Pemimpin ekstremis itu mendengarkan Van de Wal, tanpa mengucapkan sepatah kata pun. Setelah selesai, dia berkata : “Saya tahu siapa kamu, Van de Wal. Aku sudah mengenalmu sejak lama, sejak aku masih kecil. Bagus sekali apa yang anda katakan, karena kami datang untuk membakar pabrik itu.’
Kemudian Van de Wal berkata : “Saya juga tahu siapa kamu. Aku tidak mengenalimu pada awalnya. Kamu adalah putra mantan operator mesin uap kami, Achmad. Aku sudah melihatmu berkali-kali.”
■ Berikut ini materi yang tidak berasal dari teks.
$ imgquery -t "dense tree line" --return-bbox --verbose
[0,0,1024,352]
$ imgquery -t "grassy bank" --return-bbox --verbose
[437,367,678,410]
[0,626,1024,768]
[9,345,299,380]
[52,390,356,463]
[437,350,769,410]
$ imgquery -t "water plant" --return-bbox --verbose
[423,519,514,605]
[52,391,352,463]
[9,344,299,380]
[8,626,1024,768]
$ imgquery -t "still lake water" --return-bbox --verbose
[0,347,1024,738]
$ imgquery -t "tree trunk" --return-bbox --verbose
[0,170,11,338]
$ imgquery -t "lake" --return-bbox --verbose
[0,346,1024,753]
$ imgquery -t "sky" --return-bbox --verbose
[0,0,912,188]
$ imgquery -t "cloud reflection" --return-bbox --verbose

Pemuda itu kemudian berkata, “Tuan, kami akan kembali (pulang). Tidak akan terjadi apa-apa pada anda atau pabrik. Selama anda berada di sini di perusahaan, saya menjamin anda agar tidak diganggu. Aku tidak akan melupakan apa yang telah kamu lakukan untuk ayahku.”
Teks oleh : D. A. Visker
Diterjemahkan dari majalah Moesson, edisi 1 September 1998.